Mar 31, 2014 00:24
Been having lots of thoughts - just self searching in many areas.
Guess one of them is with work. Right now I'm designing an iPad app to help with inventory of electronic components, and helping to set up the inventory system. As much as I want to design and write an app, I don't know if I'd consider it as substantive work. I kinda wrestled with that, I wanted to do real bad ass engineering work, and writing app for work is kinda ... pansy lol. There's two trains of thoughts I'm wrestling with - work is scarce, I need to do an attitude change - at least I'm on a project and I have work. Or I shouldn't settle on some random work, look for something - which may not even be an option. I'm not typically one to settle on something. Though I've wanted to write an app - for a hobby. So I'm a little conflicted.
I led bible study this past Friday with Amanda. In the past months, I've been teaching jr. high Sunday school, now I'm leading bible study in the recent weeks. So basically right now I'm feeling really exhausted in a leading capacity - at least there's an end after this week.

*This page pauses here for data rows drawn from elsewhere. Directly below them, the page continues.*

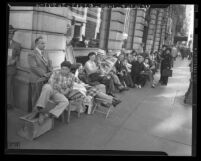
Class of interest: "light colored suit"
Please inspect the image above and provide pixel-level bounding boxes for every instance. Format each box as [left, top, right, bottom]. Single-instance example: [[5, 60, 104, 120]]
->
[[7, 40, 21, 106], [28, 49, 53, 82]]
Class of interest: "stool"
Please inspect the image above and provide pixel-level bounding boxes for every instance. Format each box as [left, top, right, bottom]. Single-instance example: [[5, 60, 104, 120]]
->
[[92, 98, 114, 119]]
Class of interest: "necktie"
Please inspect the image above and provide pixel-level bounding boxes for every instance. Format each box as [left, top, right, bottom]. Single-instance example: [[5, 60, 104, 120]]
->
[[41, 51, 47, 65]]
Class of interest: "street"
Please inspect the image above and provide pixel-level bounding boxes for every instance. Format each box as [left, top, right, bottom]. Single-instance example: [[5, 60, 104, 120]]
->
[[7, 57, 192, 156]]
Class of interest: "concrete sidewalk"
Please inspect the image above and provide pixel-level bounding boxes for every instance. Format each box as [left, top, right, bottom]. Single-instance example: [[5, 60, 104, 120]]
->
[[8, 58, 192, 156]]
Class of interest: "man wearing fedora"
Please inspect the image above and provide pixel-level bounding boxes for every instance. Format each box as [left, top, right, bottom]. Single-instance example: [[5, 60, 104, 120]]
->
[[7, 25, 21, 108]]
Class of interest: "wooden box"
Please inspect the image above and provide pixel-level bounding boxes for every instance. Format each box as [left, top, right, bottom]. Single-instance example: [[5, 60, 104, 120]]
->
[[18, 112, 54, 140]]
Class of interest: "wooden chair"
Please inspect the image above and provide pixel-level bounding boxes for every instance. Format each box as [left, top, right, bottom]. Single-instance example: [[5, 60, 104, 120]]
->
[[92, 98, 114, 118]]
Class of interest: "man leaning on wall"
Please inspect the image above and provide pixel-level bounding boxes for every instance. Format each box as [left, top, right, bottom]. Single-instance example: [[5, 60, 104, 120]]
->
[[7, 25, 21, 108], [28, 36, 53, 107]]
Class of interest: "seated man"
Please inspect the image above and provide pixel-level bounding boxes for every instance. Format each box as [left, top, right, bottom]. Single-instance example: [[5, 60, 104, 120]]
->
[[131, 55, 146, 88], [96, 55, 126, 92], [72, 65, 121, 107], [115, 54, 134, 87], [33, 61, 75, 123], [84, 52, 114, 96]]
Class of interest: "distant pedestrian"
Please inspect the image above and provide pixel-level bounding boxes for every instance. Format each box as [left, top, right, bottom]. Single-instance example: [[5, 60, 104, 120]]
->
[[159, 48, 172, 86]]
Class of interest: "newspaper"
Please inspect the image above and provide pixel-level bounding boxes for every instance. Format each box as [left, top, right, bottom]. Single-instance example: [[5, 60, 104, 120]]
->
[[97, 54, 117, 74]]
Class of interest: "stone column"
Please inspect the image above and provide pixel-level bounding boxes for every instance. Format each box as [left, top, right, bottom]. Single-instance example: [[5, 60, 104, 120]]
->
[[146, 8, 157, 53], [133, 9, 145, 50], [99, 8, 111, 50], [126, 9, 137, 50], [108, 8, 126, 50]]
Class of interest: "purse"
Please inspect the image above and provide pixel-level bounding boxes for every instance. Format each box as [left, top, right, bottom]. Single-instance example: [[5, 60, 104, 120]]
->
[[162, 69, 172, 77]]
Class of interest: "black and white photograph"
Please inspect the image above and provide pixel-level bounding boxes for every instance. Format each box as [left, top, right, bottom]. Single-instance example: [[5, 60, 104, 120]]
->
[[5, 2, 197, 156]]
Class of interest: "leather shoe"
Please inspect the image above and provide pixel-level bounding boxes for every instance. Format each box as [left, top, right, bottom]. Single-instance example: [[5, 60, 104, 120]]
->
[[112, 99, 121, 107]]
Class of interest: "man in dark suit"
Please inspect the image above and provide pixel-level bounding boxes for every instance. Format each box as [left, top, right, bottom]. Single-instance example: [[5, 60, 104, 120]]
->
[[28, 36, 53, 107], [7, 25, 21, 108], [28, 36, 53, 81]]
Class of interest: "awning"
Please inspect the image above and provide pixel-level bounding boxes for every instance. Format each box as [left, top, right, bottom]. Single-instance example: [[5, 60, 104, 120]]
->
[[174, 36, 188, 42], [150, 4, 170, 8]]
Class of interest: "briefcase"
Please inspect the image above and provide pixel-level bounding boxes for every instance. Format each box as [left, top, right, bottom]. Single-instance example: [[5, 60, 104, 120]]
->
[[162, 69, 172, 77]]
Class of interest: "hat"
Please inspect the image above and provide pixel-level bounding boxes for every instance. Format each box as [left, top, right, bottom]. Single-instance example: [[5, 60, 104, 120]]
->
[[9, 25, 16, 33]]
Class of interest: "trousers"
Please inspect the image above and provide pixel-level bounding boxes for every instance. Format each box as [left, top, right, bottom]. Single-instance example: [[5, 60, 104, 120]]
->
[[36, 84, 69, 118], [6, 66, 16, 107]]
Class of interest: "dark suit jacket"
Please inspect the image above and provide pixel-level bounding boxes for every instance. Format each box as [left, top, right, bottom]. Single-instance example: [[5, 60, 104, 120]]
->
[[131, 61, 146, 75], [115, 60, 126, 74], [28, 49, 52, 81], [7, 40, 21, 75]]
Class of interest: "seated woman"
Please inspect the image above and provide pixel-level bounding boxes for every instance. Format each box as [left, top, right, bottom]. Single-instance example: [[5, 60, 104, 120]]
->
[[72, 64, 121, 107], [34, 61, 74, 123], [84, 52, 118, 96]]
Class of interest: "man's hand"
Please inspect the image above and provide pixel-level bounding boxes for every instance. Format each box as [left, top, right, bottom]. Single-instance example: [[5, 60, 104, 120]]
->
[[119, 71, 124, 76], [61, 88, 70, 95], [44, 72, 52, 78]]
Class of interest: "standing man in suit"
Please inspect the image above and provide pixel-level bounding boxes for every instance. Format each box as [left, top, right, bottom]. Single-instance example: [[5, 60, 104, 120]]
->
[[7, 25, 21, 108], [28, 36, 53, 81], [28, 36, 53, 107]]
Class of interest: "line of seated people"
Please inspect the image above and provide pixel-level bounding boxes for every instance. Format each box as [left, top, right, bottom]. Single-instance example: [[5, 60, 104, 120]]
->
[[29, 48, 159, 123], [84, 51, 157, 92], [32, 61, 121, 124]]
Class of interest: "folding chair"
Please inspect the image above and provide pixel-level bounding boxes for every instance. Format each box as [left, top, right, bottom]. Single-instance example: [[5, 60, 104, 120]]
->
[[92, 98, 114, 118]]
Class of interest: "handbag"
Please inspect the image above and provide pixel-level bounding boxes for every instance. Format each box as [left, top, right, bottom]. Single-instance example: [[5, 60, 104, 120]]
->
[[162, 69, 172, 77]]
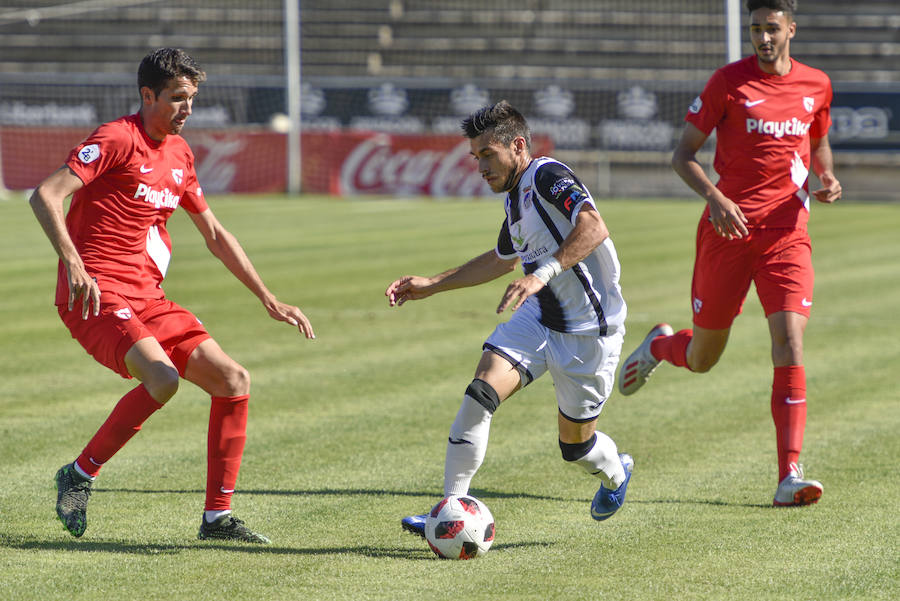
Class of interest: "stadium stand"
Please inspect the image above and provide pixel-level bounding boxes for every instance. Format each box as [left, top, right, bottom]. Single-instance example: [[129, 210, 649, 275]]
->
[[0, 0, 900, 82]]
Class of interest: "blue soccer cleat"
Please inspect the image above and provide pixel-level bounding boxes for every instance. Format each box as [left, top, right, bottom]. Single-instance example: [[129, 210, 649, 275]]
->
[[591, 453, 634, 522], [400, 513, 428, 538]]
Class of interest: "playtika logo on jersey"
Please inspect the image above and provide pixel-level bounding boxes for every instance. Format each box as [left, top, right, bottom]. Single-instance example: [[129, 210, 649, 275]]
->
[[747, 117, 812, 138], [134, 184, 181, 209]]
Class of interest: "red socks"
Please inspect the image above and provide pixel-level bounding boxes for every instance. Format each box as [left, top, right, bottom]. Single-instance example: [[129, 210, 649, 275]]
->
[[650, 330, 694, 369], [772, 365, 806, 482], [75, 384, 162, 477], [204, 394, 250, 511]]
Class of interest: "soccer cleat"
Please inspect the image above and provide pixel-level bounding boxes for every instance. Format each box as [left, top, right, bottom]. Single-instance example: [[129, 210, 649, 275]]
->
[[197, 513, 272, 545], [591, 453, 634, 522], [400, 513, 428, 538], [619, 323, 674, 396], [56, 463, 93, 536], [772, 463, 823, 507]]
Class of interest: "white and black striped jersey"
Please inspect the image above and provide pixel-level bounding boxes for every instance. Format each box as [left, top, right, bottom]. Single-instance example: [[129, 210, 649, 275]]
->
[[496, 157, 626, 336]]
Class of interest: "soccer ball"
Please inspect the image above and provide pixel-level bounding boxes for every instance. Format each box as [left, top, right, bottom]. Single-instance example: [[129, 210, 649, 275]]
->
[[425, 495, 494, 559]]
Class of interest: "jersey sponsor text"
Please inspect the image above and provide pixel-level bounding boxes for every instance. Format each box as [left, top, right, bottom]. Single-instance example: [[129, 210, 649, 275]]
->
[[134, 184, 181, 209], [747, 117, 811, 138]]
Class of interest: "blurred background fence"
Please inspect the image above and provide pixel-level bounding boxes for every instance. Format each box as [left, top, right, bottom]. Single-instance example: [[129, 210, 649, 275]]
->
[[0, 0, 900, 200]]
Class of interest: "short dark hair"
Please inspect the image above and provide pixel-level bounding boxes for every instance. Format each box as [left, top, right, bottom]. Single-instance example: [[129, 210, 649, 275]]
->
[[462, 100, 531, 151], [747, 0, 797, 17], [138, 48, 206, 96]]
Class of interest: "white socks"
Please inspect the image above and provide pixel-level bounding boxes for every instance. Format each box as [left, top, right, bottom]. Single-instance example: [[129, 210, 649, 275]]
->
[[574, 431, 625, 490], [444, 394, 492, 496]]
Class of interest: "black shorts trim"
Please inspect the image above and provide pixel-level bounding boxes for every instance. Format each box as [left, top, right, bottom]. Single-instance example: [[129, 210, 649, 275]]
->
[[481, 342, 534, 388]]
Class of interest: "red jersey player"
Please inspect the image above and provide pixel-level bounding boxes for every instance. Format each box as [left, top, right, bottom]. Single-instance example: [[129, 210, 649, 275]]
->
[[31, 48, 314, 543], [618, 0, 841, 506]]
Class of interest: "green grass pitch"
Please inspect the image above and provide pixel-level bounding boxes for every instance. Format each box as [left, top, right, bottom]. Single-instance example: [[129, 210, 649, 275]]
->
[[0, 197, 900, 601]]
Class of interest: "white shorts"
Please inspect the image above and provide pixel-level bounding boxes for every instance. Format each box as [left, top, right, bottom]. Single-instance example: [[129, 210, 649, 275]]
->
[[484, 309, 624, 422]]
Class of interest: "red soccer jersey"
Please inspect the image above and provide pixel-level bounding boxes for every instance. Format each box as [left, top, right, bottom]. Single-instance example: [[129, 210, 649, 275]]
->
[[56, 114, 207, 305], [686, 55, 832, 229]]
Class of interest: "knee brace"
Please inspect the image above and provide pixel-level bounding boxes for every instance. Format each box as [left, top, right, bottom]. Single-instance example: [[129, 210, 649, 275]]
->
[[559, 433, 597, 461], [466, 378, 500, 415]]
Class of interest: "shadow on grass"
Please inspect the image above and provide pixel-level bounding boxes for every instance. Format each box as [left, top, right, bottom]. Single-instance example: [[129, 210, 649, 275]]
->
[[0, 534, 547, 561], [93, 488, 588, 503], [628, 499, 772, 509]]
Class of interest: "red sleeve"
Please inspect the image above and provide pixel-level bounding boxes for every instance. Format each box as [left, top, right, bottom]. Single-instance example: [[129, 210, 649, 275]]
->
[[181, 156, 209, 213], [684, 70, 728, 136], [809, 77, 834, 138], [66, 122, 133, 186]]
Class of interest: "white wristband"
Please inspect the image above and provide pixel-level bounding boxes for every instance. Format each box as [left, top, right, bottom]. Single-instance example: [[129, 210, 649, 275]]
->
[[531, 257, 562, 284]]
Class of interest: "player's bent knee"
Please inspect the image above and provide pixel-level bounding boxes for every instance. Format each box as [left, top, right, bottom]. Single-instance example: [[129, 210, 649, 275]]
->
[[142, 365, 181, 403], [559, 433, 597, 462], [222, 363, 250, 396], [466, 378, 500, 414]]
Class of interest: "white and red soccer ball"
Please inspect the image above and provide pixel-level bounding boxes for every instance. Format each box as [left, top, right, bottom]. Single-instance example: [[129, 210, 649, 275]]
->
[[425, 495, 494, 559]]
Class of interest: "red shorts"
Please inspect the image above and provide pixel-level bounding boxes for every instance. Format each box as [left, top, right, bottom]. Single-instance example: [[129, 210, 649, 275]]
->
[[691, 219, 814, 330], [57, 292, 210, 378]]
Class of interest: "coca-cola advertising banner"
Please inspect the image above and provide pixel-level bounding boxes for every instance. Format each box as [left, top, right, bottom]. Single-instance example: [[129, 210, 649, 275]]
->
[[302, 131, 553, 197], [0, 126, 553, 197]]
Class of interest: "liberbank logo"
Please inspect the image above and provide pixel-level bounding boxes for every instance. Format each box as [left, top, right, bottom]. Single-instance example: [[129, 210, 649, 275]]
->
[[747, 117, 811, 138]]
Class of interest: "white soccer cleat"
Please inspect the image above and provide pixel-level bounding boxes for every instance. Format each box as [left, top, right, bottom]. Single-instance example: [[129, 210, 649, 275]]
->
[[772, 463, 823, 507], [619, 323, 674, 396]]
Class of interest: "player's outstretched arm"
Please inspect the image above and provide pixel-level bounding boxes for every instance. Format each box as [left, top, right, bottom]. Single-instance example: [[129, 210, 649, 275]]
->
[[29, 166, 100, 319], [809, 134, 841, 203], [188, 209, 316, 338], [672, 123, 749, 240], [384, 249, 518, 307]]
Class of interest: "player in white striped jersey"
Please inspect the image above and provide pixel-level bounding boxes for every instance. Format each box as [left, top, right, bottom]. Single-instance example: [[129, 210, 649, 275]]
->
[[385, 101, 634, 535]]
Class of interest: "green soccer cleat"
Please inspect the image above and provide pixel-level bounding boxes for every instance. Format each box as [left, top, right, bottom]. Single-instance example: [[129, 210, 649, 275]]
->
[[56, 463, 93, 537]]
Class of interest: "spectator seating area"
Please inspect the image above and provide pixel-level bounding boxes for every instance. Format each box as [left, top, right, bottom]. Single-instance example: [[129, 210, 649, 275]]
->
[[0, 0, 900, 83]]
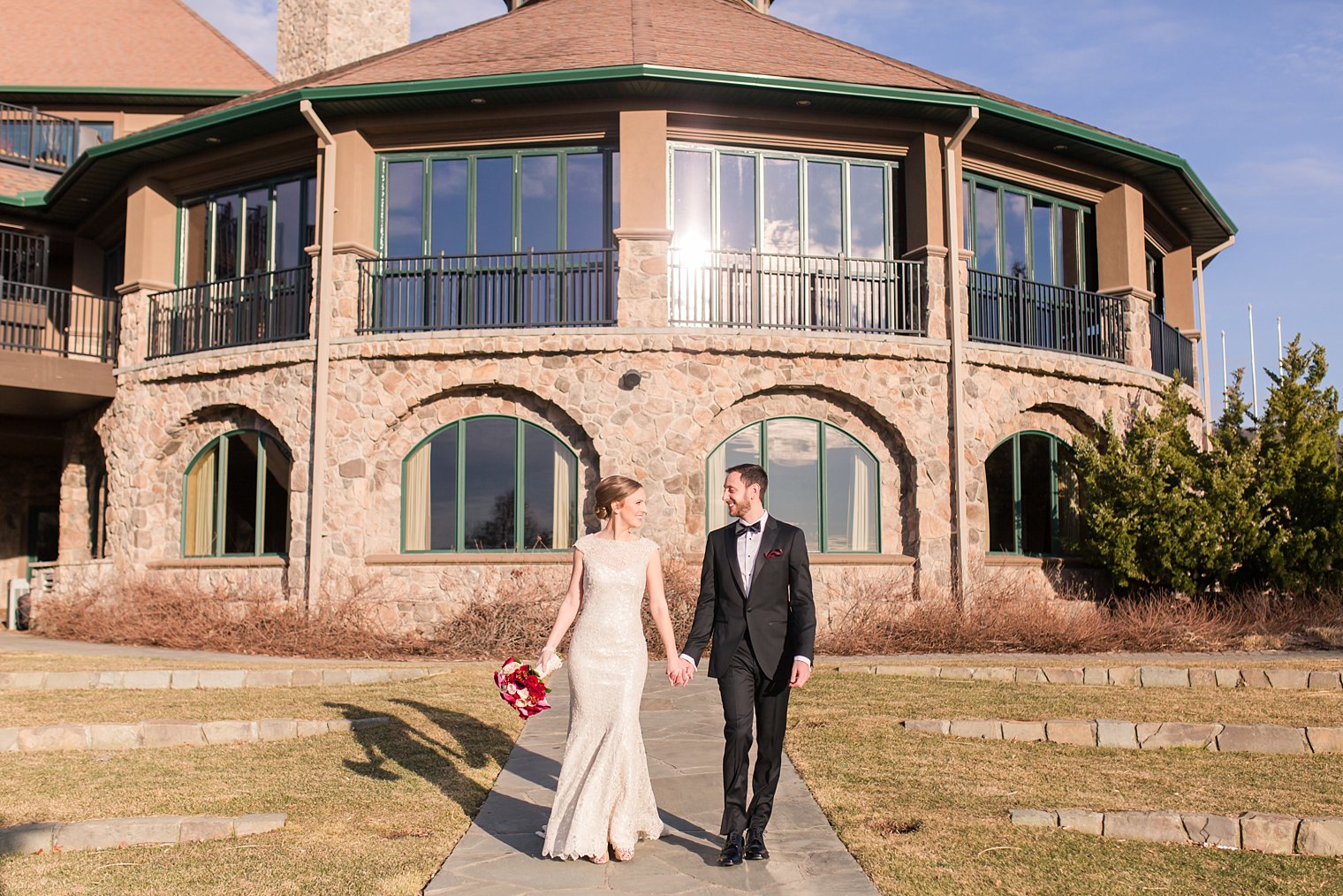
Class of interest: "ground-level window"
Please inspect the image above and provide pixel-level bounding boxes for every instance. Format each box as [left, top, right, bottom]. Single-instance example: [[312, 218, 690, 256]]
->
[[705, 416, 881, 552], [672, 147, 899, 258], [183, 429, 290, 558], [401, 416, 578, 552], [960, 175, 1092, 289], [178, 175, 317, 285], [984, 433, 1080, 556], [382, 148, 620, 258]]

Today had a mini-meeting with Amanda and Priscilla over the feedback we got. I did mention that I get really self conscientious when I lead, like I'll stumble over words, and I get flustered easily. It's embarrassing - I have no control over it when it does happen, I just shorten what I have to say so I don't have to feel worst about myself. At times, I know I have moments where I'm just not good at expressing myself with words, never really been my friend. One comment Priscilla made was that I view things from a really simplistic view, and some people may have trouble with that. That wasn't exactly shocking, but I was surprised to hear it from her - it's something I'm pretty aware of, I thought about it awhile ago though I haven't thought about it recently. I've wrestled with it in the past, I feel recently it's coming back to haunt me again. It wasn't in a leading bible study sense before, it was pertaining to school and work. Some words my dad has said in the past, is the most powerful to me ... that there's no wrong in thinking, only different, when I totally thought there was something wrong with me.
I'm thinking of applying for the Osielle ambassador program. Right now I'd like to do it - I won't get my hopes up, but it looks interesting. I think I'm getting a better grip on my self confidence right now, it just plummeted after the new year, I really don't know why.